Charles Johnson at LGF has two tables showing the U.S. aid budget (both in percentage of growth national income and in total dollars); data is from the Organization for Economic Cooperation and Development:


As a percentage of Gross National Income (click to enlarge)


In Total Dollars (click to enlarge)

Doesn't look so stingy anymore does it? Indeed, the OECD numbers don't even include food aid:
The United States is the world's leading provider of food aid to the UN's World Food Program (WFP), contributing 51.4% of its budget--about $929 million--in 2002. In the first 5 months of 2003, the United States provided $794 million to the WFP.
And the grinches are especially crazy since all these amounts don't include monies from private non-governmental charities, which dwarf government aid--"more than three and a half times the amount of official development assistance (ODA) given out in a year by the U.S. government"--but barely exist outside the Anglosphere.

More Still:

Ann Coulter:
I guess there are as many ways to calculate "aid" as there are to calculate "love of country." According to the Organization for Economic Cooperation and Development, in 2003, the U.S. gave $37.8 billion out of a total $108.5 billion in foreign aid from the world's major countries – notable for being more than three times the amount from the next largest donor, the Netherlands, clocking in at $12.2 billion. Americans make up about 5 percent of the world's population and give about 35 percent of the aid. . . .

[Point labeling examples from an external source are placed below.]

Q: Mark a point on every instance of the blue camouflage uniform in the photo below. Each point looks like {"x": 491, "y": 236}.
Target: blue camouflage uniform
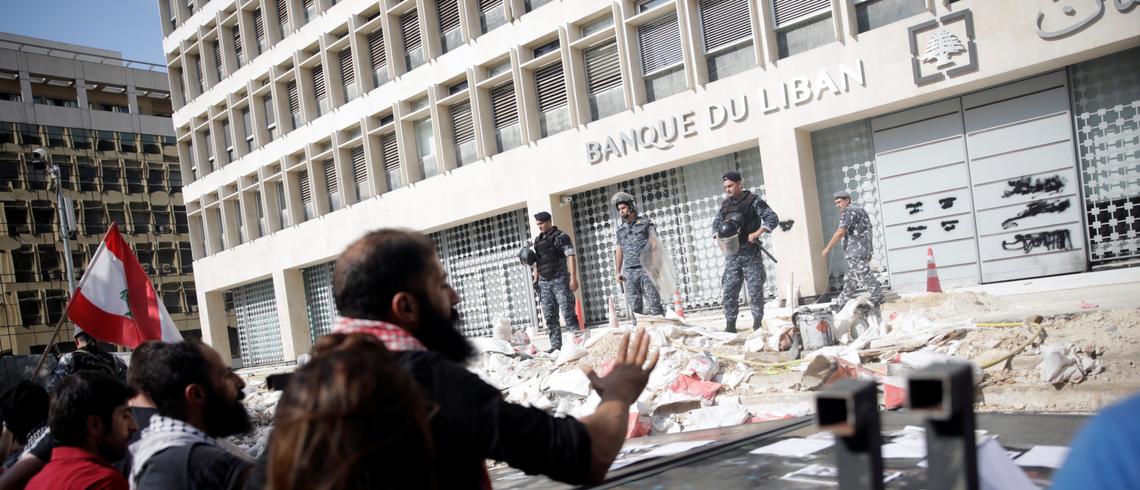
{"x": 553, "y": 247}
{"x": 747, "y": 264}
{"x": 632, "y": 241}
{"x": 857, "y": 253}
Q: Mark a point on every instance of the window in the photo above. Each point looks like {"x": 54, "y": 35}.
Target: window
{"x": 348, "y": 75}
{"x": 505, "y": 117}
{"x": 390, "y": 147}
{"x": 425, "y": 145}
{"x": 464, "y": 131}
{"x": 662, "y": 58}
{"x": 449, "y": 24}
{"x": 318, "y": 88}
{"x": 801, "y": 25}
{"x": 111, "y": 176}
{"x": 303, "y": 186}
{"x": 259, "y": 31}
{"x": 553, "y": 111}
{"x": 140, "y": 218}
{"x": 413, "y": 51}
{"x": 133, "y": 174}
{"x": 332, "y": 186}
{"x": 294, "y": 104}
{"x": 360, "y": 173}
{"x": 267, "y": 104}
{"x": 727, "y": 37}
{"x": 603, "y": 80}
{"x": 377, "y": 57}
{"x": 491, "y": 14}
{"x": 873, "y": 14}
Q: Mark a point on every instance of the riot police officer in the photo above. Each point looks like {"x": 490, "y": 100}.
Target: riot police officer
{"x": 556, "y": 276}
{"x": 855, "y": 231}
{"x": 746, "y": 217}
{"x": 633, "y": 238}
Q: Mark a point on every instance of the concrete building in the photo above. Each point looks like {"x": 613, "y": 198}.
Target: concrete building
{"x": 1001, "y": 135}
{"x": 106, "y": 123}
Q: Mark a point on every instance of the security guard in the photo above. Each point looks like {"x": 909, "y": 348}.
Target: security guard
{"x": 746, "y": 217}
{"x": 556, "y": 277}
{"x": 855, "y": 230}
{"x": 633, "y": 237}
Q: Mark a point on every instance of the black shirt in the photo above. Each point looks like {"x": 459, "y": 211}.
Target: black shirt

At a minimum, in order to discount the largesse of the United States, one must carefully exclude gigantic categories of aid, such as military aid, food aid, trade policies, refugee policies, religious aid, private charities and individual giving.
The Hits Just Keep on Coming:

Victor Davis Hanson:
In the first days of the disaster, a Norwegian U.N. bureaucrat snidely implied that the United States was "stingy" even though private companies in the United States, well apart from American individuals, foundations, and the government, each year alone give more aggregate foreign aid than does his entire tiny country. Apparently the crime against America is not that it gives too little to those who need it, but that it gives too little to those who wish to administer it all.

3 comments:

Anonymous said...

Carl, hopefully you would not be speaking of all Aussies?
But when looking closer i see its written "These Australians" indicating only those people.

What do you think about the rest of us?
I would have you know i totally respect all American people, no matter of their opinion. Only exceptions would be total extremists.

@nooil4pacifists said...

"These Australians" are "imbecil[es]." And the issue isn't whether I "respect" such opinions. I respect the right of anyone, no matter how idiotic, to express their opinion. The problem is that the opinion of these Aussies is wrong. How do I know it's wrong? Because I say so--and that's good enough for me.

@nooil4pacifists said...

Outside of liberal--the Aussie variety appears crazier than most--Australians are great. Great people, great drinkers, great soldiers and great companions. I miss the now-discontinued Australian tradition of having a "telecom" attache at their embassy in Washington--my drinking life suffered greviously when they eliminated that position three years ago.